Я, пожалуй, скажу, что яйцо украл какой-то чужой дядька. Страшный дядька в черном капюшоне, который ходит по домам и крадет пасхальные яйца.

– Что ты тут делаешь? – мамин голос заставил меня подпрыгнуть, а мое колотящееся сердце – замереть. – Иди, Анна уже в коляске, если ты не поторопишься, мы опоздаем забрать Клер и Маргарет из школы.

Я молилась, правда, без особой надежды на успех, чтобы, когда мы придем в школу, выяснилось, что Маргарет сломала ногу, или умерла, или что-нибудь в этом роде. Нет, шансы были невелики.

Тогда, уже на обратном пути, я стала молиться о том, чтобы мне самой сломать ногу или умереть. Вообще-то, я часто молилась о том, чтобы сломать ногу, – все приносят тебе конфеты и ласково с тобой обращаются.

Я дошла до дома целой и невредимой, но дрожащей от ужаса. Был краткий миг, когда я подумала, что спасена – мама сначала не смогла открыть заднюю дверь. Ключ ерзал туда-сюда в замочной скважине, и ничего не происходило. Она потянула ручку на себя и попробовала снова, но дверь не открывалась. Мне вдруг стало жутко.

Мамино невнятное бормотанье становилось все громче и постепенно перешло в крик.

– Что такое, мама? – взволнованно спросила я.

– Да этот чертов замок сломался! – ответила она. Вот когда мне стало по-настоящему страшно!

Моя мама никогда не говорила «чертов». И когда папа говорил, всегда его одергивала и заставляла говорить «фигов» вместо «чертов». Значит, дело плохо. Я была глубоко, непоколебимо уверена, что во всем виновата я. Все это было как-то зловеще связано с тем, что я съела яйцо Маргарет. Я совершила страшный грех, может быть, даже смертный грех, и теперь меня наказывают. Меня и всю мою семью.

Я ожидала, что небо сейчас потемнеет, как я видела на картинах, изображающих Страстную пятницу, день, когда умер Иисус.

– Правда, ужасно, Рейчел? – подло подзуживала Клер. – Мы больше никогда не увидим нашего уютного домика!

После этих слов я разразилась громким, виноватым, ужасным ревом.

– Прекрати дразнить ее. Клер! – прикрикнула мама. – Ей и так хватает.

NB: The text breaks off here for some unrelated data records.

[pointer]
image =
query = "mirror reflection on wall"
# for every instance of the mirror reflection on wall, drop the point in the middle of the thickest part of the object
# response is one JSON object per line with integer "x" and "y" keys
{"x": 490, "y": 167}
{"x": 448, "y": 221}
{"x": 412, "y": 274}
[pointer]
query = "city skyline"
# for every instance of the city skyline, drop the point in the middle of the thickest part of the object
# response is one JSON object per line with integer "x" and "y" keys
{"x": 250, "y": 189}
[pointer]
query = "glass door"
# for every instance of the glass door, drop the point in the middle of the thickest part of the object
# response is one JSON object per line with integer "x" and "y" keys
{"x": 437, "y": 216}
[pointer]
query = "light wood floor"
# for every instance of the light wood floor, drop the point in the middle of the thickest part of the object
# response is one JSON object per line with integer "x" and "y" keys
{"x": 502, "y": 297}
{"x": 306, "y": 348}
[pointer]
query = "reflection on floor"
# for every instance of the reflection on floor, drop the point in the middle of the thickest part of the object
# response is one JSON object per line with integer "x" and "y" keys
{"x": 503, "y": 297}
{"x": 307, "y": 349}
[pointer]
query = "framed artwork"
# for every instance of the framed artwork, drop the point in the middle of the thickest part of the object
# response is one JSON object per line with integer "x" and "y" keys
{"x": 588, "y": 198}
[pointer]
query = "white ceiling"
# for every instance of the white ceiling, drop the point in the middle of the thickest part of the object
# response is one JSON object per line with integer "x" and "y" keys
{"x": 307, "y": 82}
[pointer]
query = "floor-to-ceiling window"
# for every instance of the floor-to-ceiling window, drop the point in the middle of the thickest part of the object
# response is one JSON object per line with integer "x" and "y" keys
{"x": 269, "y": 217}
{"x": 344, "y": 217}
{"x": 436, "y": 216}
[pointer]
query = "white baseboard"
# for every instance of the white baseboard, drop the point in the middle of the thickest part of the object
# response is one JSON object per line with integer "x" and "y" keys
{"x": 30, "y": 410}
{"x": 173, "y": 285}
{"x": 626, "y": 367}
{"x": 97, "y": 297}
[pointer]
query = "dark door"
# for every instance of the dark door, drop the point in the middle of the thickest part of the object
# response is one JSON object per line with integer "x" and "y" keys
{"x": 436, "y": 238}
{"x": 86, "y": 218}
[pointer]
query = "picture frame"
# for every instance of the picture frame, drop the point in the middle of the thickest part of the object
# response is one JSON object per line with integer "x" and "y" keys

– Мы найдем кого-нибудь, кто починит нам замок, – наскоро утешила меня она. – Оставайтесь здесь и присматривайте за Анной, а я пока сбегаю к миссис Эванс, позвоню.

Не успела мама уйти, как Маргарет и Клер обрушили на мою голову целый водопад историй про маленьких девочек, их одноклассниц, у которых заело замки, и которые после этого никогда больше не увидели своей комнаты!

– И тогда ей пришлось жить на свалке, – вещала Клер, – и носить рваную одежду…

– …а под голову, вместо подушки, подкладывать коробку из-под кукурузных хлопьев, – подливала масла в огонь Маргарет.

–.. а ее единственной игрушкой стал клочок бумаги, а ведь дома у нее было так много красивых кукол!

Я заливалась слезами от ужаса. Именно я виновата в том, что вся моя семья осталась без крова. Потому что я такая свинья.

– А разве мы не можем найти другой дом? – умоляюще спросила я.

– О, нет, – сокрушенно покачали головами обе мои сестры. – Дома стоят кучу денег.

– Но у меня есть деньги в копилке, – предложила я. Да я бы жизнь свою отдала – не только новенькие пятьдесят пенсов в красной жестянке, которые подарила мне тетя Джулия.

– Но твоя копилка – внутри, – возразила Клер, и они обе залились зловредным издевательским смехом.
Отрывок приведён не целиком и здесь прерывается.